Von Neumann's machine is a sequential calculator, but the machines have learned how to connect in a network. In 1985, Charles Hoar publishes the document Communicating Sequential Processes, in which he develops a new formalism. The preface is written by Dijkstra.
The object is described in the alphabet of events in which it is involved. The combination of such events form the process.
Take a queuing machine

Let x be the event, and P is the process, then:
(x → P )
(pronounced "x then P") describes an object that first makes an event x, and then behaves like P.
= μX • → ( → X | → X)
where X is a local variable that can be changed
The sequence of events passed by the object is the process trace.
The process environment is also seen as a sequential process.
Two processes may have the same event in the alphabet.
= μX •( → X | → X | → → X )
Sweet tooth is not averse to getting toffee for free, but miracles do not happen
( || ) = μ X • ( → → X)
In such a notation, Hoar builds algebra capable of effectively solving (at least diagnosing) the 'Problem of the dining philosophers' and deduces the laws of this algebra.

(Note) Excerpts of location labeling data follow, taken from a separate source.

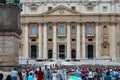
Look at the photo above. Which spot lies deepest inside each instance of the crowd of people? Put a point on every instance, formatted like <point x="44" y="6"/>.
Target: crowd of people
<point x="82" y="72"/>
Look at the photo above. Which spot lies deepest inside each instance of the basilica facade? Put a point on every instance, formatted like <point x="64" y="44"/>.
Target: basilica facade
<point x="70" y="29"/>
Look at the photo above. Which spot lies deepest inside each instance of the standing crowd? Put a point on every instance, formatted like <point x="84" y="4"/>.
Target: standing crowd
<point x="83" y="72"/>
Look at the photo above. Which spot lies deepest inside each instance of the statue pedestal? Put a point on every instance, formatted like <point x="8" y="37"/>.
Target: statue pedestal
<point x="9" y="35"/>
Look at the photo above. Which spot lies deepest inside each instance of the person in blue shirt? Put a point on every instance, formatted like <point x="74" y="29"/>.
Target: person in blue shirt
<point x="107" y="76"/>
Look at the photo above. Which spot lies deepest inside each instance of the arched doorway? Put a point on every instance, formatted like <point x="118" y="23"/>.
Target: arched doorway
<point x="90" y="51"/>
<point x="49" y="54"/>
<point x="62" y="51"/>
<point x="33" y="51"/>
<point x="73" y="54"/>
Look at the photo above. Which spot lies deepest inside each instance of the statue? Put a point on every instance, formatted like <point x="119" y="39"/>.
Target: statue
<point x="11" y="2"/>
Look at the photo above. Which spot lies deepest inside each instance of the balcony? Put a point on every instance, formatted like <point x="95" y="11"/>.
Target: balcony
<point x="90" y="35"/>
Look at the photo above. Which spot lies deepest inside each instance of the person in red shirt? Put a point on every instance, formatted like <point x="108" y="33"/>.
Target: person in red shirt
<point x="40" y="74"/>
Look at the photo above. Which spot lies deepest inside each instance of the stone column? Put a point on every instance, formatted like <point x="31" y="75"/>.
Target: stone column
<point x="97" y="40"/>
<point x="68" y="41"/>
<point x="83" y="40"/>
<point x="112" y="47"/>
<point x="78" y="41"/>
<point x="40" y="41"/>
<point x="54" y="42"/>
<point x="45" y="42"/>
<point x="25" y="51"/>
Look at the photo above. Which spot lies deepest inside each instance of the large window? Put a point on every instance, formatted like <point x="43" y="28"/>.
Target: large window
<point x="34" y="30"/>
<point x="50" y="30"/>
<point x="90" y="29"/>
<point x="61" y="32"/>
<point x="73" y="30"/>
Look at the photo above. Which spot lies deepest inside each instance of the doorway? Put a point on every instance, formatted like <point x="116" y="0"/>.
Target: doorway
<point x="49" y="54"/>
<point x="90" y="51"/>
<point x="33" y="51"/>
<point x="62" y="51"/>
<point x="73" y="54"/>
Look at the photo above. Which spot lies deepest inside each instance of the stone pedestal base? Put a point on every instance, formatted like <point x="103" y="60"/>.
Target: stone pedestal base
<point x="9" y="46"/>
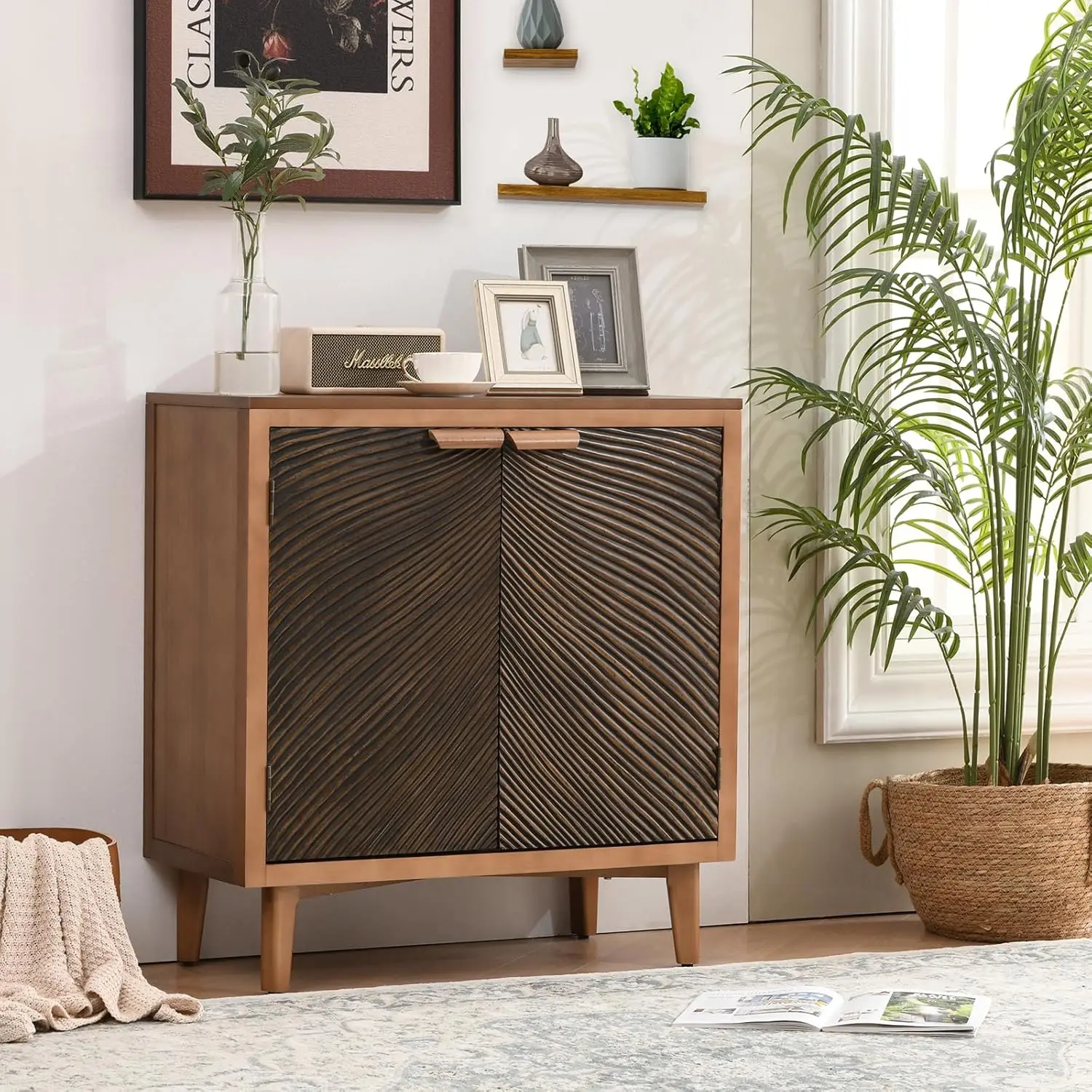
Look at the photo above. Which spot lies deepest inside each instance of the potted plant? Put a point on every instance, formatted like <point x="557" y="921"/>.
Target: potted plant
<point x="660" y="126"/>
<point x="963" y="441"/>
<point x="264" y="154"/>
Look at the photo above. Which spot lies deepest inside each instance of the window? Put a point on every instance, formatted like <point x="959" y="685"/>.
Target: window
<point x="935" y="76"/>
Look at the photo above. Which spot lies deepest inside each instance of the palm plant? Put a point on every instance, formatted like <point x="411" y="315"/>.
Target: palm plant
<point x="965" y="440"/>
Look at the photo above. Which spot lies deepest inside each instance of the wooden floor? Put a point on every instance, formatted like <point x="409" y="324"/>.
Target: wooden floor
<point x="612" y="951"/>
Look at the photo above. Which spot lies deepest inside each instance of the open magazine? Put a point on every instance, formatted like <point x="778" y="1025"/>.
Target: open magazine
<point x="823" y="1009"/>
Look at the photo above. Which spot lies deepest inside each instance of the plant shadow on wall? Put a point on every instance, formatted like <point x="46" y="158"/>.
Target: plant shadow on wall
<point x="958" y="446"/>
<point x="340" y="44"/>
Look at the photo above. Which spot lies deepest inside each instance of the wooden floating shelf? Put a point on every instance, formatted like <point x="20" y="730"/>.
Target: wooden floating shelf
<point x="600" y="194"/>
<point x="541" y="58"/>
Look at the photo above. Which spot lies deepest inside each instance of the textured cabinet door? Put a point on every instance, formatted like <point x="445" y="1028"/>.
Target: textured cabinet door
<point x="611" y="600"/>
<point x="384" y="646"/>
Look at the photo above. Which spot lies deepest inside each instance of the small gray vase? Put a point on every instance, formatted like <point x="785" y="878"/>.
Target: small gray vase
<point x="553" y="165"/>
<point x="539" y="26"/>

L1 P||Q=Q||P L2 P ||(Q ||R)=(P ||Q)||R L3 (c →P)||(c →Q)=(c →(P ||Q)) ...
The formalism is implemented in the Erlang, Golang, Ada Haskell libraries and other languages.
Are the two Turing machines seated on one tape a Turing machine?

Yes, Hoar answers. He declares his algebra in terms of lambda calculus and implements in Lisp. Now it has been agreed that
interacting sequential processes can always be trivially represented by one running on a von Neumann machine. The inverse problem, the selection in the process of two interacting - is by no means trivial.This is how a competitive sieve for Go’s first ten primes can look like
package main
From a practical point of view, programming concurrently in Erlang, Go, or just for the web, it is important to first decide on the common alphabet (shared resources) of processes. Languages having tools for parallel programming provoke this tool to use. It should be remembered at the same time that any algorithm can be implemented consistently and, as a rule, more efficiently.
So, yes - the described formalisms are Turing equivalent. However, in imitation of Turing, proving this with each program by reconstructing one paradigm within the framework of another seems to me counterproductive. With their charter in a strange monastery do not go. By adopting a language professing a fundamentally different model of computation, one has to revise stable skills, metrics and design patterns.